Mechanical & Materials Engineering, Department of


First Advisor

John D. Reid

Date of this Version



Ginger, C.G., Development of Iowa DOT Combination Bridge Separation Barrier with Bicycle Railing, Thesis to University of Nebraska-Lincoln Graduate Studies, July 23, 2018.


A THESIS Presented to the Faculty of The Graduate College at the University of Nebraska In Partial Fulfillment of Requirements For the Degree of Master of Science, Major: Mechanical Engineering and Applied Mechanics, Under the Supervision of Professor John D. Reid. Lincoln, Nebraska : August, 2018.

Copyright (c) 2018 Chaz M. Ginger


The Iowa Department of Transportation typically builds separation barriers between vehicle and pedestrian/bicycle facilities when sidewalks or trails are present on vehicular bridges. Currently, Iowa DOT employs a combination bridge rail that utilizes a concrete parapet that previously had been successfully evaluated to National Cooperative Highway Research Program (NCHRP) Report 350 Test Level 4 (TL-4) criteria for these situations. While the parapet had been successfully evaluated, the combination bridge rail system as a whole had not been evaluated to any crash test standards. Iowa DOT desired that researchers at Midwest Roadside Safety Facility (MwRSF) design and test a combination bridge separation barrier to current Manual for Assessing Safety Hardware (MASH) TL-2 standards to use in place of their current, untested system.

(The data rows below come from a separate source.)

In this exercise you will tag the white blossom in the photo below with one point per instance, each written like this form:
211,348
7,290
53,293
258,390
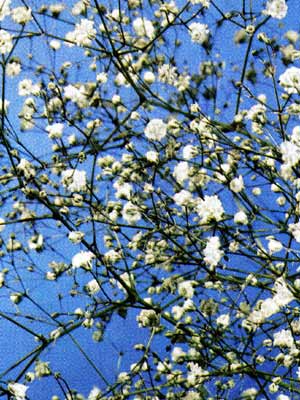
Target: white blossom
74,180
6,43
144,27
18,390
276,9
131,213
181,171
212,252
210,208
83,259
290,80
199,32
156,129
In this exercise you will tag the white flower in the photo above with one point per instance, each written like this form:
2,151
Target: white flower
276,9
189,152
131,213
83,259
26,168
212,252
274,245
92,287
295,231
83,33
149,77
123,190
5,42
283,396
183,198
55,130
283,338
223,320
290,80
13,68
156,129
75,237
17,390
237,184
205,3
186,289
152,156
241,218
199,32
2,224
177,354
36,242
74,180
4,9
26,87
181,171
94,394
21,15
210,209
144,27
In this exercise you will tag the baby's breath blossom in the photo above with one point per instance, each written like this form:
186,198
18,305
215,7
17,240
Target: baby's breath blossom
156,129
199,32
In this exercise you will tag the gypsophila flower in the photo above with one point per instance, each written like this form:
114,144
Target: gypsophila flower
199,32
276,9
156,129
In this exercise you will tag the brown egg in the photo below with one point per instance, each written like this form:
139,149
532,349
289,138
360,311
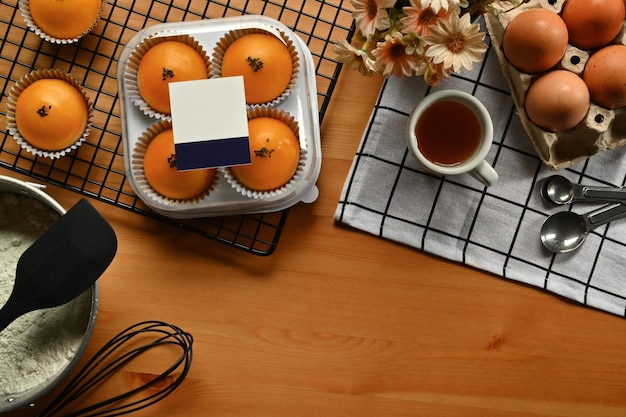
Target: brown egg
592,24
605,76
557,101
535,40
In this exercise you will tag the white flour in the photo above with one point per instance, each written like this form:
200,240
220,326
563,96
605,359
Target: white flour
39,344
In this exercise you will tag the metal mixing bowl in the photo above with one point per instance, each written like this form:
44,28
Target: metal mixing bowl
29,397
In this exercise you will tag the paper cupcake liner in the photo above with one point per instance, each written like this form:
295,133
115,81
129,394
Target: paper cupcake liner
140,177
233,35
132,66
290,121
24,7
20,86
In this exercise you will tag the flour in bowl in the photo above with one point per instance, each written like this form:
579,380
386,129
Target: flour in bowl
38,345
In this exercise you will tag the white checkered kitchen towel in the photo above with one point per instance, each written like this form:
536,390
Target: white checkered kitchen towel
495,229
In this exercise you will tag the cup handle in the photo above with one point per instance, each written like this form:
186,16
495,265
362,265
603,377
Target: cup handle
485,174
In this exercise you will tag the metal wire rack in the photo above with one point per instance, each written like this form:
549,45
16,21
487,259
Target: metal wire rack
96,169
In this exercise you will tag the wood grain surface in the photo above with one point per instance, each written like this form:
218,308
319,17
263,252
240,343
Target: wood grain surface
340,323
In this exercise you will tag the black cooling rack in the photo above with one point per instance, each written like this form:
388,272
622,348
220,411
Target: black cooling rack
96,169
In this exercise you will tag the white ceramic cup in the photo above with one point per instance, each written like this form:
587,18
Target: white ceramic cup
475,165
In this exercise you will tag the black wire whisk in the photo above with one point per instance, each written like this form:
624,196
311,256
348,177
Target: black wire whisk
112,356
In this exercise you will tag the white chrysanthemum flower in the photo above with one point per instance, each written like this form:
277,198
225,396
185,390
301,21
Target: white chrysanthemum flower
456,43
354,58
392,59
437,5
371,15
420,20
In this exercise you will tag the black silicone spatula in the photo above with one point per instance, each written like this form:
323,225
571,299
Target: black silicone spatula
63,263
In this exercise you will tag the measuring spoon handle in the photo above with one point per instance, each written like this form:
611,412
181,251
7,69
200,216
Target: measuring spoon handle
597,193
605,214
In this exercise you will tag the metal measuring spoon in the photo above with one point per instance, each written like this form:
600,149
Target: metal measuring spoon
565,231
559,190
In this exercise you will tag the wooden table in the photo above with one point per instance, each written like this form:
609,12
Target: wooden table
340,323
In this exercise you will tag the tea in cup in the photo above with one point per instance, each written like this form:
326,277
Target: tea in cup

During this effort, previous combination rails, low-height vertical parapets, and zone of intrusion (ZOI) studies were reviewed to provide guidance on system design. A simulation effort was also performed to aid in height selection of the parapet, as well as placement of the attached bicycle rail to reduce the amount of negative vehicle-to-rail interaction with the system. Using the information gathered during the review of previous systems and simulation effort, a full system design was produced. It was then recommended that the proposed system be evaluated to MASH test designation 2-11 in order to assess the system’s performance during a vehicle impact scenario.